Pero nada. Retó a los diluvios bogotanos que caen por estos días, se batió ante la laringitis como un león, agarró el micrófono por su cuenta y nos abrió el libro de regalos. Le cantó a las putas legendarias y a su José Alfredo Jiménez del alma, nos contó el cuento de los chicos perdidos de Tarragona que se fueron a conocer el mar a Portugal, enamoró a más de una con su disculpas para maridos, nos dio su dirección en la Calle Melancolía, trajo de prestado a Fito Paéz por siete minutos para llover sobre mojado, nos dejó claro que su patria es un cuerpo de mujer y al final se dejó venir con unas buenas rancheras que nos pusieron los pelos de punta.

Hacía nueve años que no dejaba ver su careto andaluz en la Bogotá que lo adora. Ahora tiene papada, una elegante barba en forma de candado y su sonrisa de siempre. Luego me enteré de que su ausencia prolongada se debió a varios inconvenientes del destino, que sí había querido venir un par de veces pero que se le atravesaban cosas, incluso un problema de garganta, y que luego cayó enfermo gravemente (algo del cerebro), cosa que lo obligó a bajarse de los escenarios y le dio el tiempo necesario para hacer algo que siempre quiso hacer: escribir. Nos amenazó con un libro de versos que no se pueden cantar, y con un par de otras cosillas impublicables.

Joaquín ama a su público y el público lo ama a él. Quiero creer que de verdad se sorprendió al notar que, luego de casi cuarenta minutos de concierto, comprobó que todos los presentes nos sabíamos de memoria (y hasta con buena entonación) todas sus canciones, incluso las del último disco. Las cantábamos. Las gritábamos. Cerrábamos los ojos y nos entregábamos a la noche. Un par de veces nos dejó solos, cantando, mirándonos desde la sorpresa de los años, y no faltamos al reto ni una vez. “Qué increíble es el vuelo de las canciones”, dijo al final de una de ellas.

Entre canción y canción dejaba salir al poeta canalla que todos conocemos. Habló en versos y en sus versos había mujeres desnudas recién levantadas, estaban Machado y Lorca, había tazas de café y copas de vino, besos para sus amigos, abrazos para los que escuchan, campos de girasoles de su Andalucía, copitas de tequila y olor a su cuatacha Chavela Vargas, calles de Madrid y noches vagabundas. “La gente me pregunta por qué uso sombrero. Pues, porque siempre hay una buena ocasión para quitárselo”.

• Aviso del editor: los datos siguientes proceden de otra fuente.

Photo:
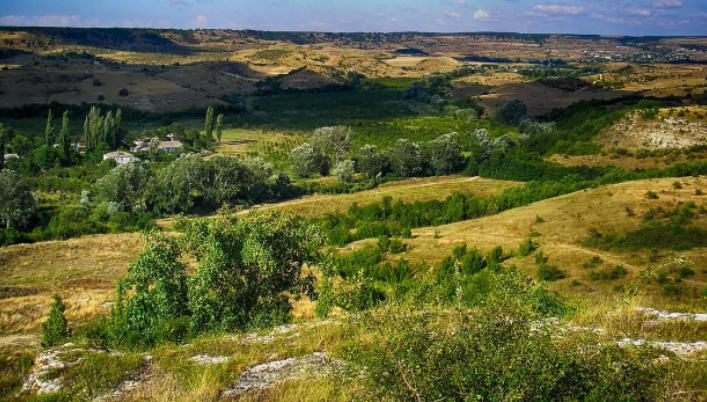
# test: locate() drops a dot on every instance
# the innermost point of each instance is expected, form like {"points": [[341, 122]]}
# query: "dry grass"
{"points": [[624, 162], [540, 98], [411, 190], [565, 222], [83, 271]]}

El asunto de la garganta nos tenía el alma en vilo. Con cada do de pecho sentíamos que la presa no soportaría, pero no por la gravedad de su voz sino por la pura compasión de la que a veces somos capaces los fans. Dos veces dejó cantar a sus compañeros que lo suplantaron con delicias. Olguita Román, su corista de siempre, le ayudó con una “Marilyn Monroe” muy divertida y con “Y sin embargo te quiero”, ese tremendo vals andaluz que cantaron todas aquellas españolas que se quisieron graduar de inmortales. Panchito Varona y Antonio García de Diego también ayudaron con un par de temas cada uno, lo suficiente como para que el buen Sabina no muriera de mal de altura.

Tres cosas no podían faltar y Joaquín lo sabía. “La del pirata cojo” primero, y luego sus numéricas “Y nos dieron la diez” y “19 días y 500 noches”. La gente deliró cuando Sabina, en tono de rock, trató de colarse en el traje y la piel de todos los hombres que nunca será. Pero la cosa tomó un cariz de grandeza con el conteo horario de su aventura en un pueblo con mar, después de un concierto, y más tarde con la maldición del cajón sin su ropa, con la perdición de los bares de copas, con las cenicientas de saldo y esquina. El Palacio de los Deportes temblaba como las piernas y las manos de todos los que estábamos allí, deseando que no se fuera, que el reloj no caminara tan rápido, rogando porque Olguita y Panchito lo convencieran de cantar un álbum completo, el que quisiera, daba igual, con tal de tenerlo un rato más levantándole la falda a la luna.

Pero lo nuestro duró lo que duran dos peces de hielo en un whisky on the rocks. Se fue sin cantarle a su novia de Buenos Aires, sin cantarle a su Atlético de Madrid, no nos dijo dónde habita el olvido, no le puso flores a la tumba de un vasquito, no cantó la canción más hermosa del mundo, y nos dejó con ganas de… Claro, no hay noches tan largas, ni garganta que las resista.

Adiós, Joaquín, adiós. Que vuelvas pronto.